As the nursery expands, he expects to annually grow about a million seedlings within three to five years. His staff has grown to 16, and the reforestation program has a budget of $2 million a year, which he acknowledged isn’t that much but it is more consistent than in years past. He also gets “pulses” of extra funding for building nursery capacity, including $11 million over the past two fiscal years, and an extra $2 million in the next.
The fiscal infusion enabled Cal Fire to partner with Sierra Pacific Industries to build a state-of-the-art nursery in Siskiyou County. It’s designed to grow 25 million conifer seedlings annually when it reaches full capacity, expected in three years. It’s a $10 million project, with Cal Fire putting in $3 million and Sierra Pacific $7 million.
McMorrow also gave smaller nursery grants to two Southern California land trusts and a nonprofit in Plumas County near Lassen Volcanic National Park, to supply local reforestation projects. But at this point, he said he’s out of funds for more grants.
The coordination and collaboration Congress envisioned more than 20 years ago is at least ramping up on regional levels. In California, Governor Gavin Newsom in 2018 launched a Wildfire and Forest Resilience Task Force.
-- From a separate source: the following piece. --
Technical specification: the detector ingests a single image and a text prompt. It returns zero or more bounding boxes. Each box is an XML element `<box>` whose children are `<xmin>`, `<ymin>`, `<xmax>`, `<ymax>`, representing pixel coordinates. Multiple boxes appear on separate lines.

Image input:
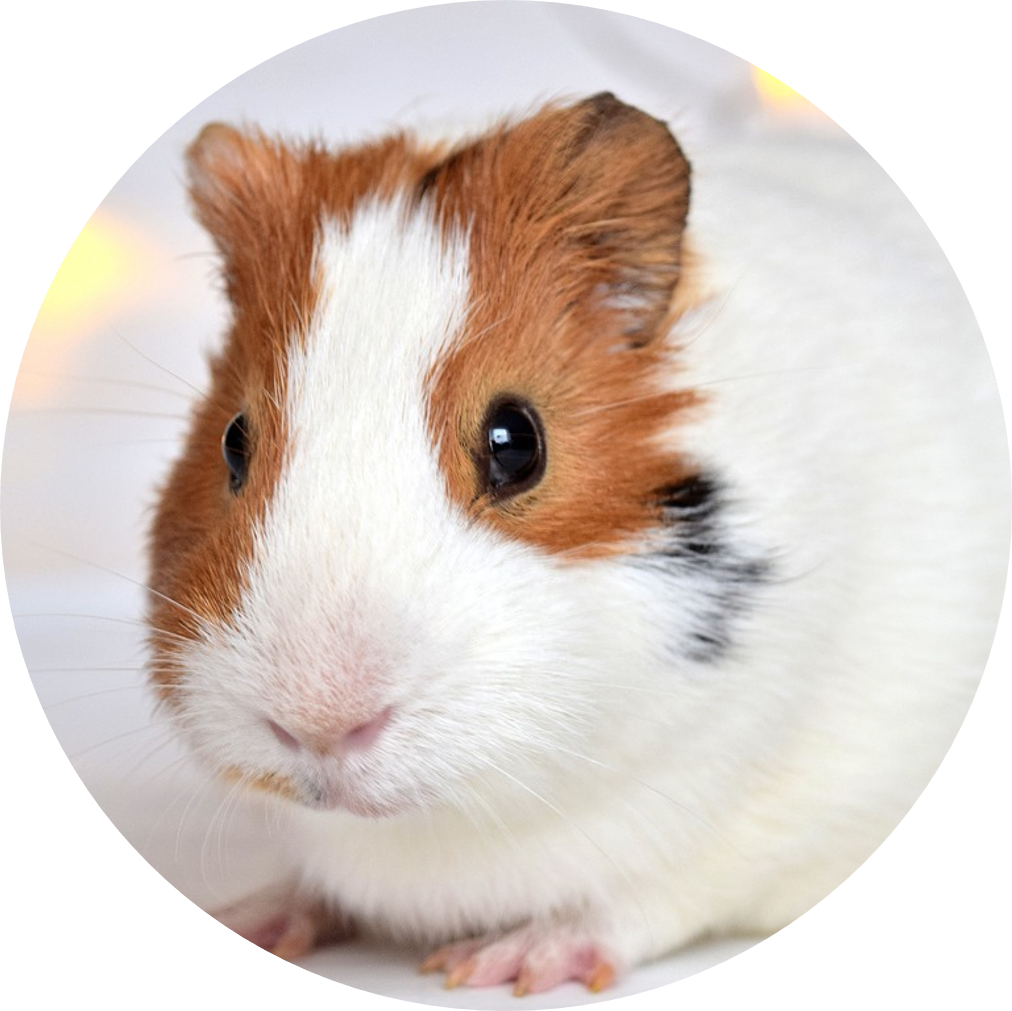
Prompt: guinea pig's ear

Its membership includes an array of stakeholders, including state and federal land agencies. It’s developing action plans with new policies and practices, and increased budgets to back them.
McMorrow took it a step further and in November launched a new group called the Reforestation Pipeline Partnership, its funding split by Cal Fire and the Forest Service and developed in conjunction with American Forests.
“This is no fault of anybody I work with right now, but we should have been focusing on this for the last 25, 30 years,” McMorrow said. “But there’s no time like right now to do the right thing.”